Apr 02

Financial Crisis Causing New Trend In Consumer Spending

The American economic crisis and personal security fears appear to be the driving force behind a recent surge in the sale of a number of consumer items, one of the most surprising of which is household safes.

Safe retailers and manufacturers had been reporting a dramatic increase in sales beginning with the start of the economic crisis, then elevating sales again as the market continued to dive.

Some manufacturers have reported up to a 50% increase in sales over this time last year. Despite the state of the economy and the negative effect on spending in general, there are a few markets that have seen an increase in sales.

Increases in demand for products like household safes, home electronics and firearms appear to be directly linked to the economic crisis. The Consumer Electronic Association has predicted that sales of certain electronics will increase despite the drop in allover consumer spending.
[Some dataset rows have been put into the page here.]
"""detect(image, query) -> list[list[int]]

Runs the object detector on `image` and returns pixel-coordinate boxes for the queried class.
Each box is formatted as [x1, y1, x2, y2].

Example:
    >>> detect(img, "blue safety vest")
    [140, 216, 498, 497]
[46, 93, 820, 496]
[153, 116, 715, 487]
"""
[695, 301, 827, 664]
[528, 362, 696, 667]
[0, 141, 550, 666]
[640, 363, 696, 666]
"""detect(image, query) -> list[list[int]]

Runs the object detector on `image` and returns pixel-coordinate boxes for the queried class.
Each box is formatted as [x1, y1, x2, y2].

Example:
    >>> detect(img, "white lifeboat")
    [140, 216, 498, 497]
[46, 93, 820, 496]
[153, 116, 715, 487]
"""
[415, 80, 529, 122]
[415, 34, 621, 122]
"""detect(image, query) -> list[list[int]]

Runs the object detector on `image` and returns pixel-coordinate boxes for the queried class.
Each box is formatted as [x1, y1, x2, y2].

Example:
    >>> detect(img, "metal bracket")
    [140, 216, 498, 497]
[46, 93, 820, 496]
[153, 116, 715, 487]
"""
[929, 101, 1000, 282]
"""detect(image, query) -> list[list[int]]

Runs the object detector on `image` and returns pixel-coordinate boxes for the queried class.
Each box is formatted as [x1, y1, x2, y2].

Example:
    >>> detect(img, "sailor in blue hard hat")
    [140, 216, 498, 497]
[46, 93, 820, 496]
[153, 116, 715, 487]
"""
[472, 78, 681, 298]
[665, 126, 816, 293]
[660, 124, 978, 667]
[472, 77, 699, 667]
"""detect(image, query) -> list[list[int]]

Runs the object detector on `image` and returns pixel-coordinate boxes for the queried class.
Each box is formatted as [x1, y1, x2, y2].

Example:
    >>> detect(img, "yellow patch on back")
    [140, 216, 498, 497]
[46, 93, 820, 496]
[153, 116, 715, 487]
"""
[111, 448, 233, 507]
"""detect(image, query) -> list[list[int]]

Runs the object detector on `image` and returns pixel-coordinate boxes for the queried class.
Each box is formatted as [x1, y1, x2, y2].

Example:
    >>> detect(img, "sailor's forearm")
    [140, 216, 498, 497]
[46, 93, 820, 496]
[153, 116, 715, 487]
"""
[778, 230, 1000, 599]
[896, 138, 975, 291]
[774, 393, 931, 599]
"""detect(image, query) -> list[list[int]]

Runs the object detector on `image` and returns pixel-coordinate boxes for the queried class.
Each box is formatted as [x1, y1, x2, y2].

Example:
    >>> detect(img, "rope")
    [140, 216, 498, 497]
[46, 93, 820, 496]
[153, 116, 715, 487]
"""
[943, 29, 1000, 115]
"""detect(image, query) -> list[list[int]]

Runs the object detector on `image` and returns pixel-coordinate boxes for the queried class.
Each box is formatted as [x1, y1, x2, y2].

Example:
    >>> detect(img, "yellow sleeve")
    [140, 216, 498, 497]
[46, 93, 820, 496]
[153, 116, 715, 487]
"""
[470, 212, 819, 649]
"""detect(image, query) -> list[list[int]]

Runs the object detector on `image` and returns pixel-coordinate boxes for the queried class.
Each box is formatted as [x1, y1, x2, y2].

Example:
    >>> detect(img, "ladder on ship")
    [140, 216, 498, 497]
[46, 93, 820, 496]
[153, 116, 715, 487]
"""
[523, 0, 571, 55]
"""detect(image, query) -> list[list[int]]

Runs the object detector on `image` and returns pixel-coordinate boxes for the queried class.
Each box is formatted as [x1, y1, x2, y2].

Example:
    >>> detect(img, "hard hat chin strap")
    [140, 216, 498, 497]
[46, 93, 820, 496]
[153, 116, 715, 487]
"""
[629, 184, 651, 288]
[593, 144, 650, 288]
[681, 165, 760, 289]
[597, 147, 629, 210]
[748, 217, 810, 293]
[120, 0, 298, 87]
The CEA believes that people will spend a little money on home entertainment such as video games and televisions instead of a lot of money on outside dining and entertainment. Guns are another product that analysts are watching. Historically, the sale of guns rises during economic hardships. This is usually attributed to people’s fears of civil unrest and higher crime rates.

However, the surge in household safes may be unique to this particular economic crisis. The government seizure of Fannie Mae and Freddie Mac as well as the sale of financial heavyweights such as Merrill Lynch, Wachovia and Washington Mutual appear to have consumers fearing for their personal savings and investments more so than in previous economic downturns.

Authority Safes Sales Manager Janel Crisp has spoken with several customers expressing their concern for the economy and personal security. “We’ve had a lot of new customers saying they just want something where they can store their important papers, cash and jewelry, sometimes even gold in. They just want that sense of security that their vital possessions are nearby and safe,” she said.

This appears to be the trend throughout the market as more consumers are feeling the blow to their sense of financial security stemming from the collapse of financial institutions.

According to Crisp, since the start of the economic downturn began, sales have risen in specific areas, such as larger and stronger safes. “There has definitely been an increase in people asking for larger safes, over 500 pounds, and safes with burglary and fire protection ratings,”she said.

Without knowing when and how the economy will turn, there’s no way to know what kind of other economy-based consumer trends will be appearing. Until then, it seems consumers will continue to purchase the items that increase their sense of security and help them ride out the crisis.